8. International Data Transfers
Your data may be processed in countries outside your home country, including countries without equivalent data protection laws. When transferring data internationally, we rely on appropriate safeguards such as Standard Contractual Clauses (EU/UK), or equivalent mechanisms.
9. Cookies & Tracking
We use only essential cookies required for authentication (access token, refresh token) stored as secure, same-site cookies. We do not use third-party advertising trackers. Our minimal analytics are anonymised and do not track individual users across websites.
10. Children's Privacy
The Platform is not intended for individuals under 18. We do not knowingly collect personal data from minors. If you believe we have inadvertently collected such data, please contact us immediately.

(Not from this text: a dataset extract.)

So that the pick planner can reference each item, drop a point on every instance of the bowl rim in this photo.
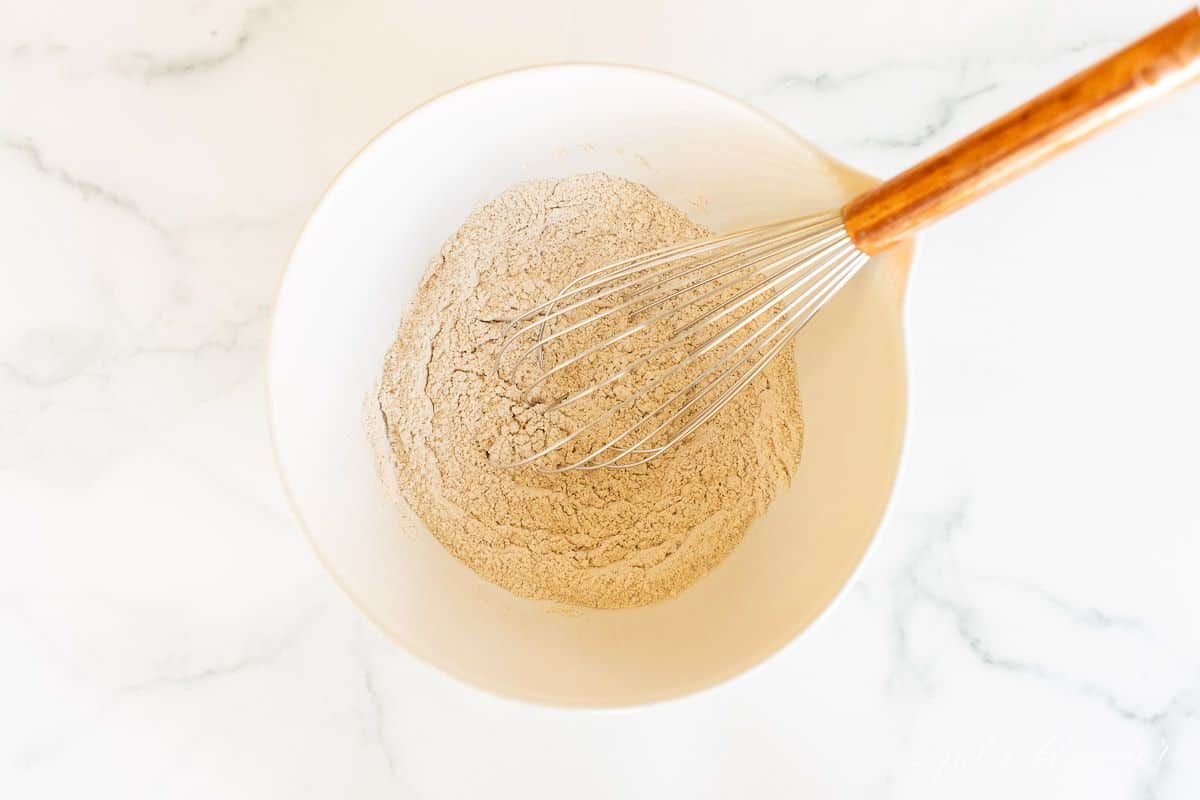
(436, 666)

11. Changes to This Policy
We will notify you of material changes to this Privacy Policy via email and/or platform notification at least 14 days before they take effect. The updated date at the top of this page reflects the latest version.
12. Contact & Complaints
If you are in the EU/UK and believe your rights have been violated, you have the right to lodge a complaint with your local supervisory authority (e.g., the ICO in the UK, or your national DPA in the EU).